22
June
2018
|
00:00 AM
Europe/Amsterdam

BioE Alumna Sharlene Flesher Talks With Gizmodo UK About Neural Engineering Research

Flesher discusses research from Johns Hopkins University that allows prosthetic users to feel pain

Sharlene Flesher (BioE PhD '17) contributes to Gizmodo UK's article about research from Johns Hopkins University's Department of Bioengineering.

Current prosthetic limbs aren’t yet capable of transmitting complex sensations like texture or pain to the user, but a recent breakthrough by scientists at Johns Hopkins School of Medicine, in which a synthetic layer of skin on an artificial hand transmitted feelings of pain directly to the user, takes us one step closer to that goal.

Pain sucks, but we’d be lost without this extremely valuable sensation.

“Pain helps protect our bodies from damage by giving us the sensation that something may be harmful, such as the sharp edge of a knife,” Luke Osborn, a co-author of the new study and a graduate student at Johns Hopkins University in the Department of Biomedical Engineering, told Gizmodo. “For a prosthesis, there is no concept of pain, which opens it up to the possibility of damage. We found a way to provide sensations of pain in a meaningful way to the prosthesis as well as the amputee user.”
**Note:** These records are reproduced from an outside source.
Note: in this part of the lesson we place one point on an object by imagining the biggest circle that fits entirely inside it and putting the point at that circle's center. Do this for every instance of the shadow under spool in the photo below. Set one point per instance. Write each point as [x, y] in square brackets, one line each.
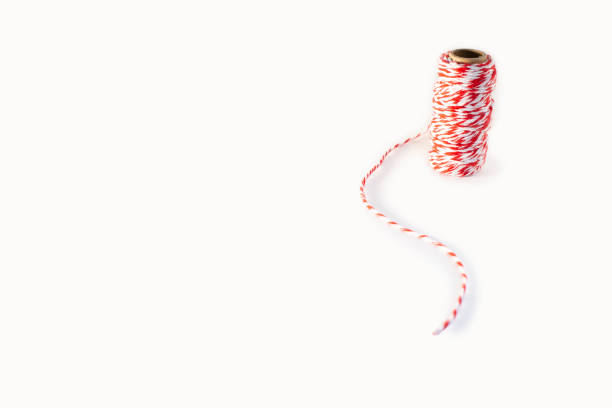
[467, 56]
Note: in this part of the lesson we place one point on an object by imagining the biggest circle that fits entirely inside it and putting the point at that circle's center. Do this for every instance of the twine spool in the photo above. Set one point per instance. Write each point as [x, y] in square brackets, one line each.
[467, 56]
[462, 106]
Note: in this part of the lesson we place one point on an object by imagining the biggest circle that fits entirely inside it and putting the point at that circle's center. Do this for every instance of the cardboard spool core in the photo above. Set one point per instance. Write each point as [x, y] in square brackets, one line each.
[467, 56]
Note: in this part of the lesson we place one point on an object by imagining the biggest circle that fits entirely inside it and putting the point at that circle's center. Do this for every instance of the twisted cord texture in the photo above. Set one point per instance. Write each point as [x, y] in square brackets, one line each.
[462, 107]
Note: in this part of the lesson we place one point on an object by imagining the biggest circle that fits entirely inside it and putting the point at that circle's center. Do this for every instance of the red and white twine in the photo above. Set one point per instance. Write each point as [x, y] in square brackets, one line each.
[462, 106]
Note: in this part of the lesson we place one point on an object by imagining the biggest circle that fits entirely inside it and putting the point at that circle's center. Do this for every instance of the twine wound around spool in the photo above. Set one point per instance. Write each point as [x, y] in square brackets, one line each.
[467, 56]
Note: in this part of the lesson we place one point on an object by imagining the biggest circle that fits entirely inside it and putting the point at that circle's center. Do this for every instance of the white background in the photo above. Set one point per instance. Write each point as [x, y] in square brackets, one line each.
[180, 224]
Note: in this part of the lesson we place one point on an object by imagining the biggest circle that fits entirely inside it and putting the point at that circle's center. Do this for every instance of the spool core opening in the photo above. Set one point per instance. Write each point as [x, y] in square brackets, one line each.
[468, 56]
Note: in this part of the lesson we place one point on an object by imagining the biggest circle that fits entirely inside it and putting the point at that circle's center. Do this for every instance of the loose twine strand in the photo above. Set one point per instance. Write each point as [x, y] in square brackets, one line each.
[462, 106]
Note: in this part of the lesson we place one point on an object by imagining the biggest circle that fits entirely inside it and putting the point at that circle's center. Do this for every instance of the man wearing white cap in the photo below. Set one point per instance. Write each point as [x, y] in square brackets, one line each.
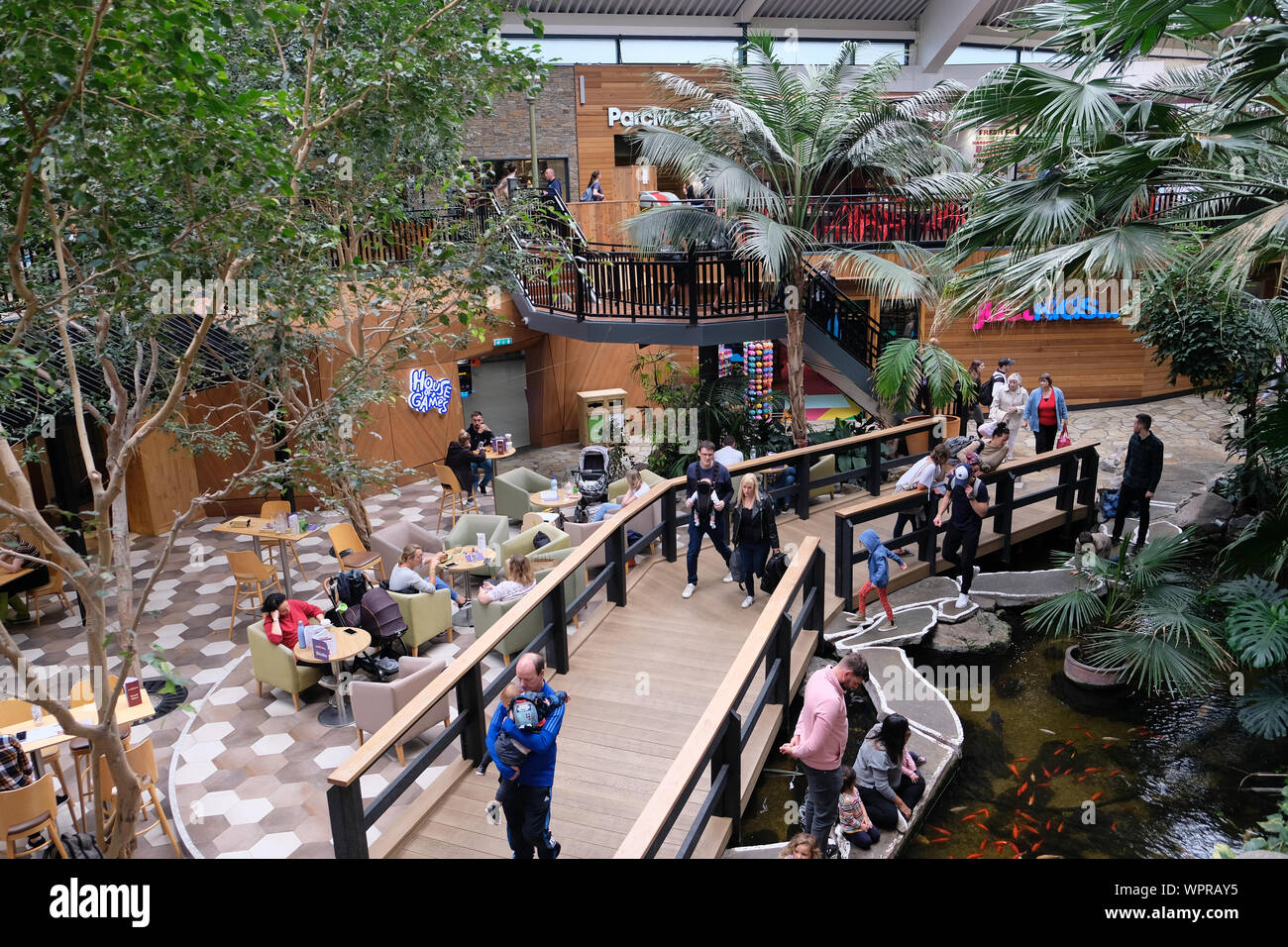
[969, 499]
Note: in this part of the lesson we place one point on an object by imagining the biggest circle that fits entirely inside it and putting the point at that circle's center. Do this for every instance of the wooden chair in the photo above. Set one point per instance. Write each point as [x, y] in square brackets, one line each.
[17, 711]
[349, 552]
[143, 764]
[253, 577]
[462, 500]
[51, 589]
[29, 810]
[268, 510]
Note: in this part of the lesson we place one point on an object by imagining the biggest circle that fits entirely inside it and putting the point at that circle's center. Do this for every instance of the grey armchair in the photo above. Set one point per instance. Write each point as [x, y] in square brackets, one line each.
[375, 705]
[496, 530]
[428, 615]
[274, 665]
[511, 489]
[389, 540]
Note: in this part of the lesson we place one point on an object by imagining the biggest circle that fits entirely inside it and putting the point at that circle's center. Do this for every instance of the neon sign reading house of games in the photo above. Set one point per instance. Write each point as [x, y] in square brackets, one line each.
[426, 393]
[1072, 308]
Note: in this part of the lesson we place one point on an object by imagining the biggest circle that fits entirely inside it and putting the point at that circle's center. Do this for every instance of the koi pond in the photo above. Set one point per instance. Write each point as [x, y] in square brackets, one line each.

Working with JHU neuroengineer Nitish Thakor, Osborn and his colleagues developed a system called e-dermis—a skin-like layer that gives prosthetic limbs the capacity to perceive touch and pain. Pressure applied to the e-dermis is transmitted to the user’s brain via an electric nerve stimulator implanted in the arm above the prosthesis, allowing the system to emulate actual sensations. In tests of the e-dermis system, a volunteer amputee said he could tell the difference between objects that were rounded or sharp, saying the sensation of pain registered a three out of 10 in terms of severity. This study was published today in Science Robotics.